I thought it was an interesting, if risky prospect. It reminded me a lot of National Veterinary Care Ltd (ASX:NVL) actually, in that management was like ‘give us $30 million, and we’ll buy you a business‘. Bit cheeky, really, but unlike NVL, Automotive Solutions Group looks to be coming unstuck.
After its 72% plunge since the IPO, I thought ASGL was looking dirt cheap. In particular, i thought that the 5 businesses that continued to perform to expectations were worth more than the current market capitalisation of $14 million. Businesses that were purchased for 4.4x EBITDA upon acquisition in August last year must surely be priced at like 1x EBITDA right now, right? In fact I still think that the whole is cheaper than the sum of the parts, given the respected brand names and aligned business operators.
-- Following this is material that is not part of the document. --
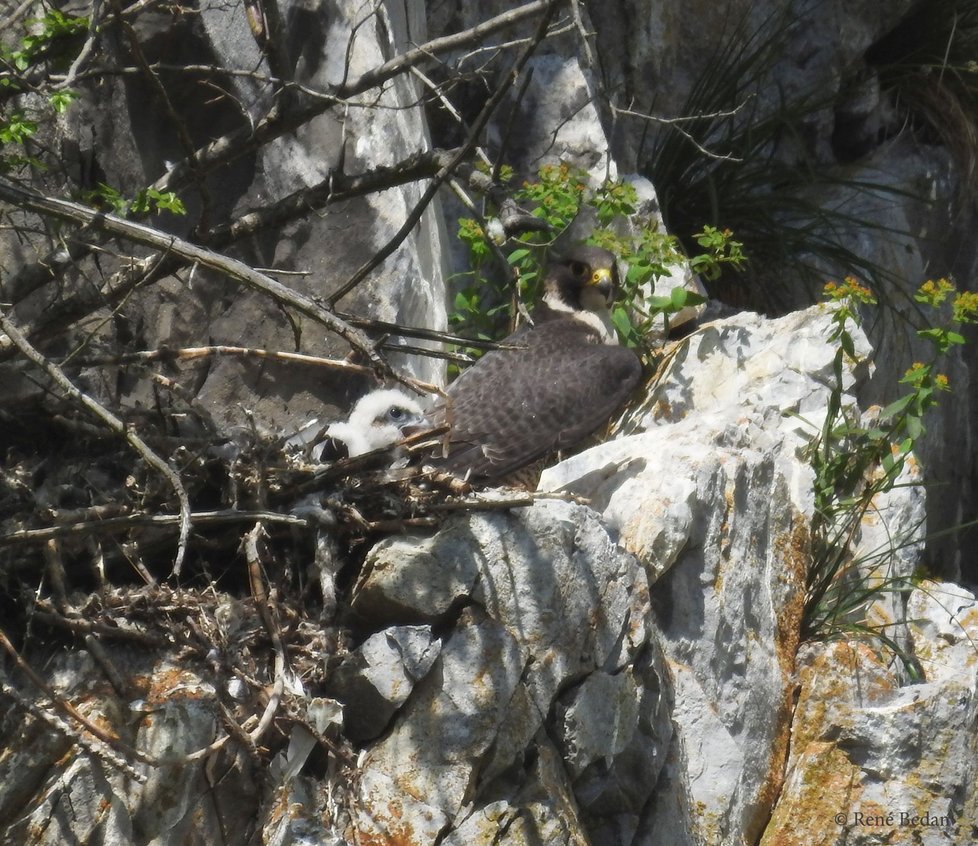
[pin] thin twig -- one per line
(548, 8)
(114, 424)
(253, 557)
(114, 525)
The thesis might have gone something like ‘i am buying a dollar for 28 cents, the company has no debt, and as long as the businesses don’t go too badly backwards with cash losses, the value should become clear over time, with the added prospect of expansion in the medium term. There are a lot of low-hanging fruit to pick in terms of centralising procurement and commencing marketing, etc.‘ 1x EBITDA is astonishingly cheap, if the business is profitable and financially secure. It would make its money back in like…2-3 years maybe (probably longer because I think they were of a mind to expand aggressively, but something like that).
I had a few questions for management and some other things to back-check… And then I saw this:
Yeah….that’s a $14 million company with $1.2 million in the bank forecasting a $15 million cash outflow next quarter. The outflows are so egregiously large, and above expectations, that I actually wonder if they are an error. Or maybe the business is just a basket case.
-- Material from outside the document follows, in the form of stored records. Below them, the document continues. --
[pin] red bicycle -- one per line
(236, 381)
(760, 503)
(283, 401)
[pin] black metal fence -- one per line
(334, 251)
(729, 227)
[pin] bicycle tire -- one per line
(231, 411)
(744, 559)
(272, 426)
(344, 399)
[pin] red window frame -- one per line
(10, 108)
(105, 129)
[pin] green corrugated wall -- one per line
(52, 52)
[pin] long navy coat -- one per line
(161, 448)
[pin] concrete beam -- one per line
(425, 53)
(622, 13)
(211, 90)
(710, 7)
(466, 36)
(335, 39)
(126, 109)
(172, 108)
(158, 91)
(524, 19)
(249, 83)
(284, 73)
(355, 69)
(The outflows exclude inflows, i.e., sales, so the company likely won’t have to pay $15 million, but still this is a very large figure compared to the recent quarterly announcement. Forecast staff costs are doubling and manufacturing costs are 3x greater.)
If the above had not happened, there were a few other things that concerned me, such as management and director’s very low level of alignment with shareholders. The CEO holds a significant amount of shares in the company (about 4% if I recall correctly) but her actual investment was just $200,000, in the form of a capital note at the pre-IPO stage. She received 10x this amount ($2m worth) in shares at the IPO. So I don’t know that she is completely aligned with equity investors who purchased shares for $1.
I have an eye on the company, and would like to own it at today’s prices. There’s a strategic review underway which I’ll be reading with interest, but for now I say ‘no, no thank you’ to Automotive Solutions Group.